Das Fach Latein leitet ausgehend von lateinischen Texten zu intensiver Beschäftigung mit der lateinischen Sprache und der Kultur der Antike an. Dabei erkennen die Schülerinnen und Schüler in der griechisch-römischen Antike ein bis heute tragendes Fundament der europäischen Tradition. Die Beschäftigung mit der antiken Welt geht zunächst von Lehrbuch-, später von Originaltexten aus, anhand derer u. a. bedeutende mythologische Themen, relevante historische Inhalte, zentrale philosophische Denkmodelle, elementare Prinzipien der römischen Rechtstradition, grundlegende Dimensionen politischen Denkens und Handelns sowie Ursprünge und Werte des Christentums erarbeitet werden. Als wichtiger Beitrag zur vertieften Allgemeinbildung am Gymnasium wird Orientierungswissen aufgebaut, welches dazu befähigt, das vielfältige und prägende Weiterwirken der antiken Kultur wahrzunehmen und zu würdigen, wesentliche Elemente europäischer Identität zu erkennen sowie zu benennen und auf einer verlässlichen Wissens- und Vergleichsbasis vorurteilsfrei mit anderen Kulturkreisen umzugehen.
Die lateinische Literatur bietet Texte, die seit der Antike durchgehend zu wirkungsmächtigen Vorbildern der Weltliteratur geworden sind. Im Unterricht werden die hohe inhaltliche und stilistische Qualität dieser lateinischen Werke sowie das komplexe Zusammenspiel von Form und Inhalt erschlossen. Dazu erfassen die Schülerinnen und Schüler den Gedankengang gehaltvoller Texte, analysieren deren Struktur und sprachlich-stilistische Gestaltung, werten ihre Inhalte aus und nehmen fundiert zu den behandelten Themen Stellung.
Die Schülerinnen und Schüler entwickeln durch die Begegnung mit lateinischen Originaltexten und deren kulturellem Kontext ein Empfinden für die Schönheit von Sprache, Literatur und Kunst, das über den ästhetischen Genuss hinaus auch die Reflexion über Kriterien ästhetischer Qualität fördert und Orientierung bietet. Aufgrund der Literaturkompetenz, die im Lateinunterricht entsteht, wird auch Freude am verständigen Lesen anspruchsvoller literarischer Texte geweckt.
Das Fach Latein ermöglicht am Modell und an der Systematik der lateinischen Grammatik grundlegende Einsichten in das Funktionieren von Sprache überhaupt.
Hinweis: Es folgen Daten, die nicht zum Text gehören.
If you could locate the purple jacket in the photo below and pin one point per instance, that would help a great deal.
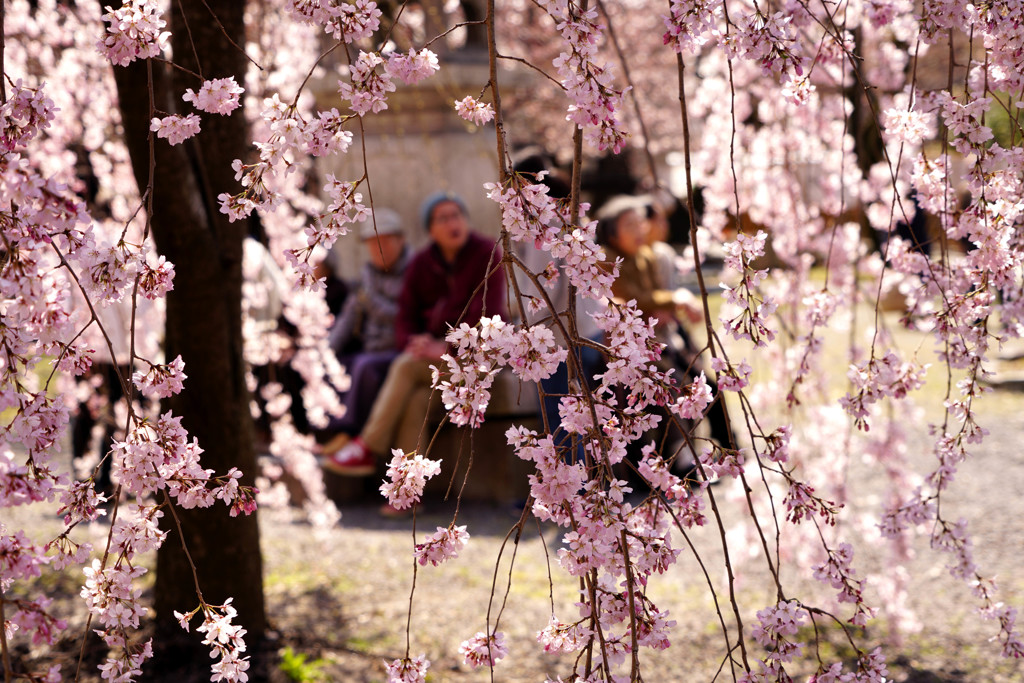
(434, 294)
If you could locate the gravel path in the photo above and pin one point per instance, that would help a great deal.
(354, 597)
(341, 597)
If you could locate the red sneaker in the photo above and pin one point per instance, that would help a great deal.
(352, 460)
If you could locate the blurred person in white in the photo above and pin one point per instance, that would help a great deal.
(363, 335)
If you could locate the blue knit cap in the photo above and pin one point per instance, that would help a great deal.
(429, 204)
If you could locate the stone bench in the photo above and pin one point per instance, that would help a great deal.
(476, 464)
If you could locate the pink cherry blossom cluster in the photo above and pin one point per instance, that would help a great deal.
(412, 68)
(408, 670)
(838, 571)
(472, 110)
(219, 95)
(689, 22)
(479, 352)
(368, 88)
(407, 475)
(483, 649)
(175, 128)
(162, 380)
(222, 637)
(731, 377)
(771, 41)
(588, 83)
(877, 378)
(23, 115)
(134, 32)
(441, 546)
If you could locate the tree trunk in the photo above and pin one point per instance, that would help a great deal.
(204, 319)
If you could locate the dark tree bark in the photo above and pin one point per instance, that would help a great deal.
(204, 318)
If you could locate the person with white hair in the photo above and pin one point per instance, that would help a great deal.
(363, 335)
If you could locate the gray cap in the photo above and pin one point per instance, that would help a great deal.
(388, 222)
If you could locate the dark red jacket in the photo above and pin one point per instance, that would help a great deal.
(435, 294)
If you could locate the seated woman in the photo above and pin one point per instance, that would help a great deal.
(363, 335)
(443, 286)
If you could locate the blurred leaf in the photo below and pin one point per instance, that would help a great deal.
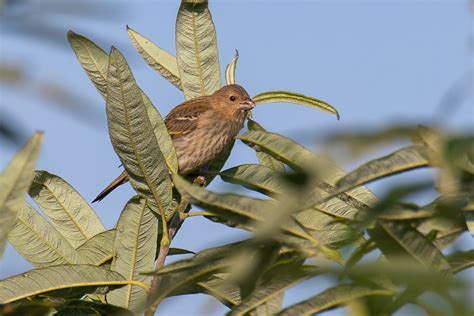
(402, 160)
(460, 261)
(65, 278)
(67, 210)
(98, 249)
(264, 294)
(296, 98)
(196, 49)
(15, 180)
(133, 138)
(179, 251)
(230, 69)
(155, 56)
(359, 141)
(245, 211)
(134, 252)
(264, 158)
(226, 292)
(38, 241)
(397, 239)
(345, 205)
(255, 177)
(92, 58)
(331, 298)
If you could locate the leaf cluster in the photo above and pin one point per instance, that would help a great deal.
(308, 218)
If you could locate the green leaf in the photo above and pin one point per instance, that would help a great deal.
(179, 251)
(230, 69)
(38, 241)
(14, 183)
(296, 98)
(196, 49)
(95, 63)
(98, 249)
(133, 138)
(92, 58)
(67, 210)
(255, 177)
(345, 205)
(331, 298)
(264, 158)
(155, 56)
(397, 239)
(460, 261)
(236, 209)
(268, 292)
(69, 278)
(402, 160)
(223, 290)
(135, 248)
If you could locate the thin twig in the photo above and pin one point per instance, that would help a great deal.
(174, 226)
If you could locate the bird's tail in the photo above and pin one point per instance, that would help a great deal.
(121, 179)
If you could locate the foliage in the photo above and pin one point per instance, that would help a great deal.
(310, 220)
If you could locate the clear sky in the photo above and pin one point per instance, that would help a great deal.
(377, 62)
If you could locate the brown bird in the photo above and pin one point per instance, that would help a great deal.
(201, 129)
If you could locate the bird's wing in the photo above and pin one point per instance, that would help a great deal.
(184, 118)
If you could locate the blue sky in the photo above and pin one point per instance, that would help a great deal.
(377, 62)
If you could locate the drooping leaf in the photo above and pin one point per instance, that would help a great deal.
(267, 292)
(226, 292)
(38, 241)
(402, 160)
(296, 98)
(14, 183)
(155, 56)
(95, 63)
(179, 251)
(98, 249)
(230, 69)
(331, 298)
(69, 279)
(246, 212)
(397, 239)
(92, 58)
(66, 209)
(133, 138)
(196, 49)
(134, 252)
(255, 177)
(264, 158)
(460, 261)
(346, 204)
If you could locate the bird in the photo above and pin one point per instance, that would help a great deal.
(201, 128)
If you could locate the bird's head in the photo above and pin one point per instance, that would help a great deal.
(233, 97)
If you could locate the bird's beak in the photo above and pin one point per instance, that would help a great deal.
(247, 105)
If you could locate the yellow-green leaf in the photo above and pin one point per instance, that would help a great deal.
(296, 98)
(38, 241)
(98, 249)
(133, 138)
(135, 248)
(155, 56)
(402, 160)
(196, 49)
(66, 209)
(330, 298)
(14, 183)
(92, 58)
(72, 278)
(95, 63)
(230, 69)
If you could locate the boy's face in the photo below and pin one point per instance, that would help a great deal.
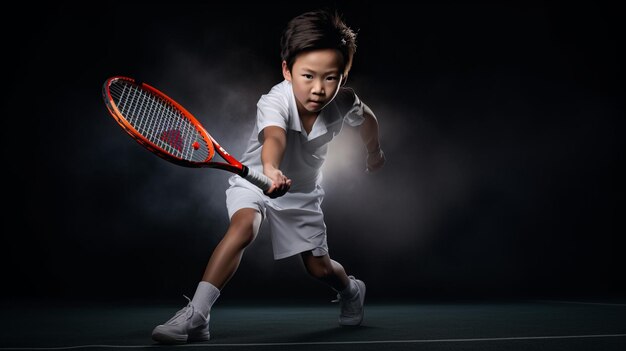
(315, 77)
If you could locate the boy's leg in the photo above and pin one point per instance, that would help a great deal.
(351, 291)
(224, 261)
(192, 322)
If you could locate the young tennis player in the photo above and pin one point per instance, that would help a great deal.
(295, 122)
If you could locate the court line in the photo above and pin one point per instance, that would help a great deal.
(415, 341)
(583, 303)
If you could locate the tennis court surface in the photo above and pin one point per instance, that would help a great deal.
(469, 325)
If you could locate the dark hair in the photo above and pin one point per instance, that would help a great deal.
(320, 29)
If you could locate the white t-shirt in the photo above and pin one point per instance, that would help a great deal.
(304, 153)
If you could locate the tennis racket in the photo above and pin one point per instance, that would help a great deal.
(165, 128)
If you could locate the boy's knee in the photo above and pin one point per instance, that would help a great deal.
(319, 271)
(244, 226)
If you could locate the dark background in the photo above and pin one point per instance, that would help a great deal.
(502, 125)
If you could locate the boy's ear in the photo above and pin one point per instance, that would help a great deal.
(286, 72)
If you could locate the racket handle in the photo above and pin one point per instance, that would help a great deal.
(258, 179)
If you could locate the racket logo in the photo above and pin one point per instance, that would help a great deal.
(173, 138)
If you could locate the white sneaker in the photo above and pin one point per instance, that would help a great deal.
(352, 310)
(187, 325)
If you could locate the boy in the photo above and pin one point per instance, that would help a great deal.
(295, 122)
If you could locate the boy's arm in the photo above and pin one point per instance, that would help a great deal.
(370, 137)
(274, 143)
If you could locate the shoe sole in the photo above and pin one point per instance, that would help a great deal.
(355, 323)
(179, 339)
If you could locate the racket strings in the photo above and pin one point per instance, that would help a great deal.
(159, 121)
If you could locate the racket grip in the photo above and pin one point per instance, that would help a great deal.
(258, 179)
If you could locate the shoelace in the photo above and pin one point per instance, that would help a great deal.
(187, 311)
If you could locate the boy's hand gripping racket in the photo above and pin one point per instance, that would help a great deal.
(164, 127)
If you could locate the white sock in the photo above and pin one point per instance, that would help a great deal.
(204, 298)
(350, 291)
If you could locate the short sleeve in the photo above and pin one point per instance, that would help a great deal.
(350, 106)
(272, 110)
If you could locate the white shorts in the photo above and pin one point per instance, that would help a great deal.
(296, 219)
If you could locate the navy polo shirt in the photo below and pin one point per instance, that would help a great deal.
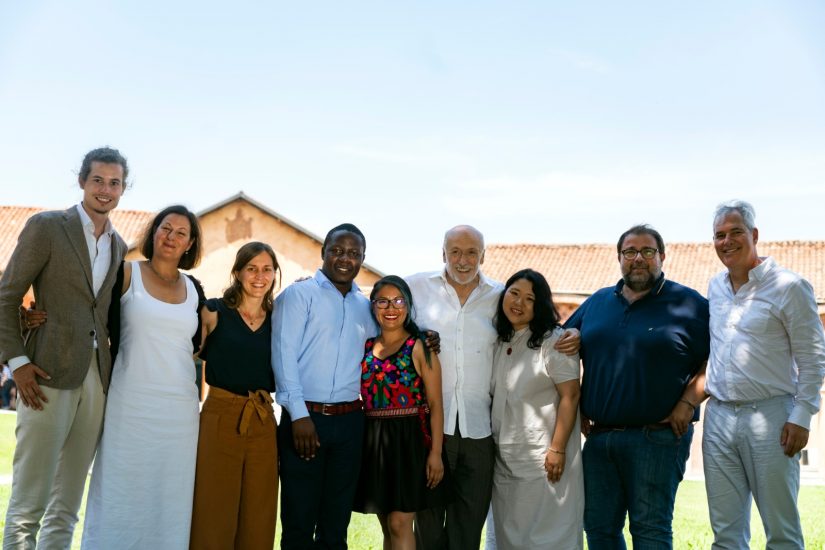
(639, 357)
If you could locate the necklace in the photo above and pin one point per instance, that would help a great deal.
(161, 277)
(515, 340)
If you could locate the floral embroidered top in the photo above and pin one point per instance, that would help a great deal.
(391, 383)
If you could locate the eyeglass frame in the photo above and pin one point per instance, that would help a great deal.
(397, 303)
(644, 253)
Der Umgang mit der deutschen Sprache, u. a. beim Übersetzen, hält die Schülerinnen und Schüler immer wieder dazu an, beide Sprachen miteinander zu vergleichen und dabei im Sinne einer vertieften Sprachreflexion Gemeinsamkeiten und Unterschiede festzustellen. Die Kenntnis des Lateinischen als Ursprung der romanischen Sprachen und sein nachhaltiger Einfluss auf die Weltsprache Englisch erleichtert nicht nur das effektive Erlernen vieler moderner Fremdsprachen, sondern auch das Erschließen und die souveräne Verwendung zahlreicher Fremdwörter, u. a. aus wissenschaftlichen Fachsprachen und aus der Begriffswelt der modernen Technik und Wissenschaft.
Die Analyse geschichtlicher Prozesse der Antike, verschiedener Verfassungsstrukturen und zentraler politischer Ideen hat im Lateinunterricht einen hohen Stellenwert, ebenso die kritische Auseinandersetzung mit der Wirkungsmacht von Sprache. Durch die Beschäftigung mit rhetorischen Texten erwerben die Schülerinnen und Schüler Kenntnisse und Fähigkeiten im Bereich der Rhetorik und setzen sich mit der Frage nach der ethischen Dimension der Beredsamkeit, d. h. des bewussten und ggf. manipulativen Einsatzes von Sprache, auseinander. Dabei werden auch politische Kontexte der Gegenwart berücksichtigt.
Durch intensive Sprachbetrachtung und gründliche Beschäftigung mit Texten sowie ihrem kulturellen Kontext eignen sich die Schülerinnen und Schüler auch unter Nutzung geeigneter digitaler Medien wesentliche Lern- und Arbeitstechniken sowie Strategien der Selbstorganisation an. So können sie ihr Vorgehen bewusst an den fachspezifischen, auf Präzision zielenden Erfordernissen ausrichten, ihre Lernfortschritte selbst einschätzen, unterschiedlichste Aufgaben- und Problemstellungen eigenständig und systematisch lösen sowie ihre Arbeitsergebnisse selbstkritisch überprüfen.